Il canto a Maria si accese fin dai primordi nelle sobrie testi­monianze dei Padri più vicini agli Apostoli, sulle grezze pareti delle Catacombe, nei primi accenti della liturgia. Ma non si può ne­gare che la crisi nestoriana tra il IV e V secolo e la sua soluzione nel Concilio Efesino, suscitarono una primavera mariana, che pro­rompe dalle strofe alate di Efrem Siro, si espande nelle calde medi­tazioni e discussioni del V e del VI secolo e si ripercuoterà fino a tutto il Medioevo risolvendosi in Teologia, liturgia e arte meravi­gliosa. Si pensi a S. Bernardo, a Jacopone, a Dante, al B. Angelico.

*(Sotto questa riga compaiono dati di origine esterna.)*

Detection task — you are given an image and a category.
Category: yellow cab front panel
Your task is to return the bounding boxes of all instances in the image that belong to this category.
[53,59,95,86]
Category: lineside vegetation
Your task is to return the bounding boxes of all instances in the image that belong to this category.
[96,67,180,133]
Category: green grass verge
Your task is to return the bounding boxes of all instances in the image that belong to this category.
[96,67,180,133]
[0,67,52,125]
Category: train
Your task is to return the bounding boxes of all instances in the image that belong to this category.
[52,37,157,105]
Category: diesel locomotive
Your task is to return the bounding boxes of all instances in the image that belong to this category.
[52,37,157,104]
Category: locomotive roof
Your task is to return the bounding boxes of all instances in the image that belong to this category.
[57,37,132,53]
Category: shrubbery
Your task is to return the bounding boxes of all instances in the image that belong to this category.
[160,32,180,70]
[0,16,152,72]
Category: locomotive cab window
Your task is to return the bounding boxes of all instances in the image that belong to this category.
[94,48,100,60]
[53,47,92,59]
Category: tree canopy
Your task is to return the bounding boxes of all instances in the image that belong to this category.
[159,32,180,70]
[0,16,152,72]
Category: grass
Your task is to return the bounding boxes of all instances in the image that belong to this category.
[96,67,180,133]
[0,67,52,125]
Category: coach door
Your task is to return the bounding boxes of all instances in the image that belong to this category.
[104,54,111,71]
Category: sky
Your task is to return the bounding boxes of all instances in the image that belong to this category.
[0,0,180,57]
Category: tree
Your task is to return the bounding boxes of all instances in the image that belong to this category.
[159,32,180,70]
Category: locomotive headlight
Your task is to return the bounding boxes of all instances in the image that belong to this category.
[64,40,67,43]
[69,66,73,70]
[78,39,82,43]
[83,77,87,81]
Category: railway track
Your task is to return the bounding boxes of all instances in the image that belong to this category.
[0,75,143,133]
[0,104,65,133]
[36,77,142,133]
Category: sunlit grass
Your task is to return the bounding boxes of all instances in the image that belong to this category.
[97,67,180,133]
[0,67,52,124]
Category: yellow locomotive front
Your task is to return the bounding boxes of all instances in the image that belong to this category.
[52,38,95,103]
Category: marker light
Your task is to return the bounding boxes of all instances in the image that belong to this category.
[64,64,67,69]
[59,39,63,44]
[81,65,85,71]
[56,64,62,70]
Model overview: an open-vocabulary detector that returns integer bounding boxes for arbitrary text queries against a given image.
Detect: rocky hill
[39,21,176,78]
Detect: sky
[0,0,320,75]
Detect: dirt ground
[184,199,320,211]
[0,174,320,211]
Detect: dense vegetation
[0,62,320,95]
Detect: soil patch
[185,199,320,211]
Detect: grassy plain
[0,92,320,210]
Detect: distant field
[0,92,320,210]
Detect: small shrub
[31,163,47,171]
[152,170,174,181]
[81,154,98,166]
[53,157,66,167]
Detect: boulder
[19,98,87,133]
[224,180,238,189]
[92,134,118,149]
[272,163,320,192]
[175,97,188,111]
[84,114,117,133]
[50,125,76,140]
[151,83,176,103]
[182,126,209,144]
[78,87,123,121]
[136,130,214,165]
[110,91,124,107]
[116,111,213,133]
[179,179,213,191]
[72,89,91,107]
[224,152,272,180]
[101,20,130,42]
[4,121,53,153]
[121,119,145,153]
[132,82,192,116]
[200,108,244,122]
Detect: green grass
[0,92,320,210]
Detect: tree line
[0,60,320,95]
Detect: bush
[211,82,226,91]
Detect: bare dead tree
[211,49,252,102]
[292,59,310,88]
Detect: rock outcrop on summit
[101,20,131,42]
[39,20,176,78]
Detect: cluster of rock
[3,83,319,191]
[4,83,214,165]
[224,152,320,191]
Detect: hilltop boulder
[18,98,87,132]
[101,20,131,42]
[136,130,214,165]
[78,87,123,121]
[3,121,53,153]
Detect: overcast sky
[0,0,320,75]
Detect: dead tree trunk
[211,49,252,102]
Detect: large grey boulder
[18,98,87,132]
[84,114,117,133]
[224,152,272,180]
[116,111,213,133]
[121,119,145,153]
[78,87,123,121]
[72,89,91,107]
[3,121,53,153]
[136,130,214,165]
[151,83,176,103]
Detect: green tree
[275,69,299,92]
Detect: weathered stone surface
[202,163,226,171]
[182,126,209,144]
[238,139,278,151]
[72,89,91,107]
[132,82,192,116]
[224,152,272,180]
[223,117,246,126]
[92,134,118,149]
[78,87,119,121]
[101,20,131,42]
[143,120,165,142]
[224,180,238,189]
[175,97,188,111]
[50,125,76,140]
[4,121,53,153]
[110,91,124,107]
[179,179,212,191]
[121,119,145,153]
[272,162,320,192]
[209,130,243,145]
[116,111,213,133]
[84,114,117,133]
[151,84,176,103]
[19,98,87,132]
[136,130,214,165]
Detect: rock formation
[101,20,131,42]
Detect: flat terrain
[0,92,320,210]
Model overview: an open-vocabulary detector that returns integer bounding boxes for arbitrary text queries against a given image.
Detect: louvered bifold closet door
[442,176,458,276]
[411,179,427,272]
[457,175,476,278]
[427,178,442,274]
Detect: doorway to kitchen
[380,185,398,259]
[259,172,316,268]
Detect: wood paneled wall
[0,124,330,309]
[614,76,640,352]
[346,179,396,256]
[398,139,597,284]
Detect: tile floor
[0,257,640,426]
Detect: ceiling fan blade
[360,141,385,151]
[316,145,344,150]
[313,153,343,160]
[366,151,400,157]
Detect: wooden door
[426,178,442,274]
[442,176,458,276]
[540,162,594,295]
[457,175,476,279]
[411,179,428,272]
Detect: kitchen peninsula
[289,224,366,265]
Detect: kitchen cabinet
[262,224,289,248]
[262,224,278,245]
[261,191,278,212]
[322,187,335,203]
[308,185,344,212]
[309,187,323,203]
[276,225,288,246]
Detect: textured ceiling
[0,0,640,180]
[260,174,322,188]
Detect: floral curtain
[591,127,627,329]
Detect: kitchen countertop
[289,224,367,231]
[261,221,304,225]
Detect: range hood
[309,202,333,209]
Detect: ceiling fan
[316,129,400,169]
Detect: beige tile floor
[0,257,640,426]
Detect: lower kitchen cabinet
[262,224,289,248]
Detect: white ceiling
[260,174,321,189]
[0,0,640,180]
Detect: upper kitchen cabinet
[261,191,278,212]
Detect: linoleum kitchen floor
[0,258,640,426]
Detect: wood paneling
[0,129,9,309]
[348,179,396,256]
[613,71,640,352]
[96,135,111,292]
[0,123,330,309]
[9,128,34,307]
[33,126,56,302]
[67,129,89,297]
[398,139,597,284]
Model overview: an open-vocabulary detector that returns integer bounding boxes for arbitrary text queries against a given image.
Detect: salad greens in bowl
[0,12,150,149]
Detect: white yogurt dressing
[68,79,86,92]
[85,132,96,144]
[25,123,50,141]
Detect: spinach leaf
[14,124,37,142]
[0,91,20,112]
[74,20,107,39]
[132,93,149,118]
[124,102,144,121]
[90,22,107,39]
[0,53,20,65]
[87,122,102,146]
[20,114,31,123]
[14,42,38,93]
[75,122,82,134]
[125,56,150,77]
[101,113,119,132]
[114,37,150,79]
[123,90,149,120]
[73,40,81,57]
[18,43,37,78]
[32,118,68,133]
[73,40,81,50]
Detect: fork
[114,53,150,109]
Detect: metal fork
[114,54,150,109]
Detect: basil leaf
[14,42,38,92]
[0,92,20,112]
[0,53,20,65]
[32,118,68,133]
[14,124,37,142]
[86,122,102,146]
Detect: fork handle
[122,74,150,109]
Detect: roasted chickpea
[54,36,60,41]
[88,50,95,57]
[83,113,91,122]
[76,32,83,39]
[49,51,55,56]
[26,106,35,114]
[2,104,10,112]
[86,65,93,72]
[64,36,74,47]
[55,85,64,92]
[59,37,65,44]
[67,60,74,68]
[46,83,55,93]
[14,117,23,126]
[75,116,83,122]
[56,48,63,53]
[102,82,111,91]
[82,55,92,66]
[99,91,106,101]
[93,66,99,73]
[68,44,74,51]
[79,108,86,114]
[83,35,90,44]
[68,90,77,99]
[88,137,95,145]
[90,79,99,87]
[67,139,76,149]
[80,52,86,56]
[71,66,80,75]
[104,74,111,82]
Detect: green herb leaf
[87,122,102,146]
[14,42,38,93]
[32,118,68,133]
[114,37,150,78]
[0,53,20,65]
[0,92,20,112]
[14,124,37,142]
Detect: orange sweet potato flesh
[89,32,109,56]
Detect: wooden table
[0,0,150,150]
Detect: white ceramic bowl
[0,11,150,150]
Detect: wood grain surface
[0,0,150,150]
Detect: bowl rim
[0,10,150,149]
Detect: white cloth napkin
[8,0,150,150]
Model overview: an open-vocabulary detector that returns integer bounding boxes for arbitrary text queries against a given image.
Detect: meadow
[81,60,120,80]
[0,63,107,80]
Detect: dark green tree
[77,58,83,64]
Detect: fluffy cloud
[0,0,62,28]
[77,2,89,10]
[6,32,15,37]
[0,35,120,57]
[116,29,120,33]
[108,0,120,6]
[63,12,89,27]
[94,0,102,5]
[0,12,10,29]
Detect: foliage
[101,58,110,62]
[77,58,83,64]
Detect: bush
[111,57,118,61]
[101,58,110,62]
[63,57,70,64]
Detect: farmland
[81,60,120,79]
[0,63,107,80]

La vigorosa ripresa dei tempi nostri trova la sua spiegazione in due atti solenni del Magistero della Chiesa, accompagnati dai due prodigi di Lourdes e di Fatima: la definizione dommatica dell'Im­macolata Concezione con la Bolla Ineffabilis di Pio IX e la definizione dommatica dell'Assunzione con la Costituzione Apostolica Munifi-centissimus di Pio XII.

Tutto questo movimento di pensiero e di sentimento trova la sua spontanea espressione in una frase che oggi risuona spesso: «È l’ora di Maria». Ma lo spirito universalistico e comunitario del secolo nostro ha suggerito la fondazione di un'Accademia Internazionale Mariana, destinata ad approfondire, tutelare e disciplinare la Mariologia nelle sue ricchezze teologiche e nelle sue manifestazioni liturgiche. Si deve all'Ordine Francescano e in particolare all'anima ardente e adamantina di P. Balic (in cui c'è qualche cosa della tenacia dalmata di S. Girolamo) se questa Accademia è sorta ed è stata coronata dall'au­gusta approvazione del Sommo Pontefice, Giovanni XXIII, che l'ha affidata all'alta protezione dell'E.mo Card. Ottaviani, Segretario del S. Uffizio.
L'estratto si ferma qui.